I drag the edge of my boot across the surface, scraping away the top layer to expose the firmer soil beneath, then straighten, scanning the stretch ahead where the bank dips and rises in uneven waves.

“If they come through here,” I say, lifting my hand slightly to indicate the slope without looking away from it, “they lose their footing before they reach us.”

Kareth steps up on my right, his boots staying on the higher ground, his arms folding across his chest as he studies the same stretch. His eyes move slower than mine, measuring instead of testing.

“Or they widen their approach,” he says, tilting his head toward the tree line, “and avoid it entirely.”

I shake my head once, crouching briefly to press my fingers into the soil again, feeling the looseness beneath the surface. “They won’t,” I say, rising.

He glances at me, one brow lifting slightly. “That’s confidence.”

“That’s assumption,” I reply, brushing dirt from my hand against my thigh. “Different thing.”

“And if you’re wrong?”

I finally look at him.

“Then they adapt faster than I expect,” I say. “Which means we do the same.”

He watches me for a second longer, then exhales through his nose, something like reluctant agreement settling into his posture.

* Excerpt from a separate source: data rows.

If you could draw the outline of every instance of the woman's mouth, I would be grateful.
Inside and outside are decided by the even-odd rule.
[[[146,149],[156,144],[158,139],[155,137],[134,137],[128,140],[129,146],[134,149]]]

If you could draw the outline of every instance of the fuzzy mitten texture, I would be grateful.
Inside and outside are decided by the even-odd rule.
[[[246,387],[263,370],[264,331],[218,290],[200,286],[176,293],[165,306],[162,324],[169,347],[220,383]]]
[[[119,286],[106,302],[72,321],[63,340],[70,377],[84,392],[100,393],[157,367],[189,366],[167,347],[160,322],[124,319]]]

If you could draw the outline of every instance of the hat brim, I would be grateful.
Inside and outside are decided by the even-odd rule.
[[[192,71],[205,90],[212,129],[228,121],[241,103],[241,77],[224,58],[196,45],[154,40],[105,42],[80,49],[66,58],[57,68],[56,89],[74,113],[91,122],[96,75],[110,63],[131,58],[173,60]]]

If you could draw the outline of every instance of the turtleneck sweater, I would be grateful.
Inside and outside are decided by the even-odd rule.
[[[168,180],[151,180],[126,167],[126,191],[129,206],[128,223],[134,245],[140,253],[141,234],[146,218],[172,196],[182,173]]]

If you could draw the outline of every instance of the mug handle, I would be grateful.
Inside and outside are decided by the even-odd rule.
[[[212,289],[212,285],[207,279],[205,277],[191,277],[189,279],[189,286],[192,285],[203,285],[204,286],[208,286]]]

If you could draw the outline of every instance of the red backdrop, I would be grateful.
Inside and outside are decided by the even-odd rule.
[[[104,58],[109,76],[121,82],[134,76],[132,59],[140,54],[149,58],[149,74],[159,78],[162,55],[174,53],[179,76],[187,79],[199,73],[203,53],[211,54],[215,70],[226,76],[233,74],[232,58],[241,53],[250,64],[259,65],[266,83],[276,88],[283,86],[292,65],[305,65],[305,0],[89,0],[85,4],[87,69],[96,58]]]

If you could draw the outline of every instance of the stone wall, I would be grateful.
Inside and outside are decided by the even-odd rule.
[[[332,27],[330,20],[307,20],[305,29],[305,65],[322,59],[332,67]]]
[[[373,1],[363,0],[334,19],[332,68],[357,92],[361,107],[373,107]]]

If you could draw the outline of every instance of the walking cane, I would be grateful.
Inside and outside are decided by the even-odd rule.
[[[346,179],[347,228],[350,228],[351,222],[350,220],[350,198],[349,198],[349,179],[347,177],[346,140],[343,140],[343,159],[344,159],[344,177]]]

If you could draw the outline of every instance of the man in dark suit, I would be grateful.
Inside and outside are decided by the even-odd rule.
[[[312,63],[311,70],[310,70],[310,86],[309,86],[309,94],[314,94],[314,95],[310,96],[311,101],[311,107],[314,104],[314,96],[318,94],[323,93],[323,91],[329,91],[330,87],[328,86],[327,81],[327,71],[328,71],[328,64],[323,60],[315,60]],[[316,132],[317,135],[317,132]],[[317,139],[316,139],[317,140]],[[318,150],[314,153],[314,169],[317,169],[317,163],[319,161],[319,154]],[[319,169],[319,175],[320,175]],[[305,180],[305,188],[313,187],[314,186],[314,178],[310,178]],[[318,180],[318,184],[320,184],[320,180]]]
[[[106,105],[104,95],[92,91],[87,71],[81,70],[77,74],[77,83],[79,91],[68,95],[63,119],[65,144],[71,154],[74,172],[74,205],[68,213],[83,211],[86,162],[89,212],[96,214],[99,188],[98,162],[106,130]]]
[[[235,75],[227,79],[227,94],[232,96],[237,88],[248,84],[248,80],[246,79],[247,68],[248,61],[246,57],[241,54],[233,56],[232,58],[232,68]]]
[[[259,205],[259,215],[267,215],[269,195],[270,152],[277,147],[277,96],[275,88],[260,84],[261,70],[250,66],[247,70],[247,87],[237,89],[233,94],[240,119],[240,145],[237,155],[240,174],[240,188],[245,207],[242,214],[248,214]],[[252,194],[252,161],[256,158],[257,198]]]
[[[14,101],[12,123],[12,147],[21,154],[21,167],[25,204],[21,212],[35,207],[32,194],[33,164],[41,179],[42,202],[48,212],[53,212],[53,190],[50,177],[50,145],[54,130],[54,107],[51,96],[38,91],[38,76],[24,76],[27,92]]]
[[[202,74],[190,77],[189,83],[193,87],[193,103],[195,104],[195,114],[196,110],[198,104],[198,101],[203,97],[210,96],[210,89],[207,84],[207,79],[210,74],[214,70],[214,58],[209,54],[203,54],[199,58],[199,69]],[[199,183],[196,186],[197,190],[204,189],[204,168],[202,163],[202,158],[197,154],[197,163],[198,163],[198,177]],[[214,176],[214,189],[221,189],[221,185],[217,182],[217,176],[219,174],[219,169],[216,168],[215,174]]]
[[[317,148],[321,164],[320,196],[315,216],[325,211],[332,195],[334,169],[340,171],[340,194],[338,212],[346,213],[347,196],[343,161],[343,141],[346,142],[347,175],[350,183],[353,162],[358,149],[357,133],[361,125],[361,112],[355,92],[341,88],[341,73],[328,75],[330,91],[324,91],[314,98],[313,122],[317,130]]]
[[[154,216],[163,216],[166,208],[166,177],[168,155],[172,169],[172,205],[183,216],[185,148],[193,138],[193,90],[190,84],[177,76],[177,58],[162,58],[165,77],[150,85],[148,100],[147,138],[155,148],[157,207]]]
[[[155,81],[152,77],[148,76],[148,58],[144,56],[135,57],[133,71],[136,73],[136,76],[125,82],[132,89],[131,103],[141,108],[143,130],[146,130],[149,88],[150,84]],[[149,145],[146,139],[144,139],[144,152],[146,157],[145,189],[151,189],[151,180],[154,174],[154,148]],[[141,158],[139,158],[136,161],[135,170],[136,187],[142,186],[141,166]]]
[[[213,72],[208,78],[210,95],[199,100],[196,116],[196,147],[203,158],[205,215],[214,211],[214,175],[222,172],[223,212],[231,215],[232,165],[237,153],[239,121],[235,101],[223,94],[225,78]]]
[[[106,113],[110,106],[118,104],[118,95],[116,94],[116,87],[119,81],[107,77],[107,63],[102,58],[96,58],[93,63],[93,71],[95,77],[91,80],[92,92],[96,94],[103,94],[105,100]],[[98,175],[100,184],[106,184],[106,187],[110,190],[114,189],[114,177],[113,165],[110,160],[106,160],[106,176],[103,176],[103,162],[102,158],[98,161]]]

Behind us, the village is still moving, but the rhythm has changed. The frantic edge from earlier has been stripped away, replaced with something tighter, more deliberate. Wood strikes wood in uneven bursts as barricades are reinforced, voices cut through the air in short, efficient exchanges, and somewhere near the center a child cries before being hushed quickly.

Everything is compressing.

“Routes,” Kareth says, pulling my focus back.

I turn slightly, dragging the edge of my boot through the dirt again, sketching rough lines as I speak, not looking at him.

“Road,” I say, carving a straight line forward. “Fastest. Most obvious.”

I shift my foot, marking another path.

“Tree line. Cover, but uneven footing. They’ll need to break formation to use it properly.”

Another mark.

“Riverbank. Slows them. Breaks momentum.”

Kareth leans slightly, following the rough map.

“So we split.”

I shake my head, grinding the heel of my boot over the lines until they blur.

“No,” I say. “We layer.”

He straightens.

“How?”

I look back toward the village, then out again toward the approach.

“We make the road look like the priority,” I say, my voice lower now, more focused. “Visible reinforcement. Obvious structure.”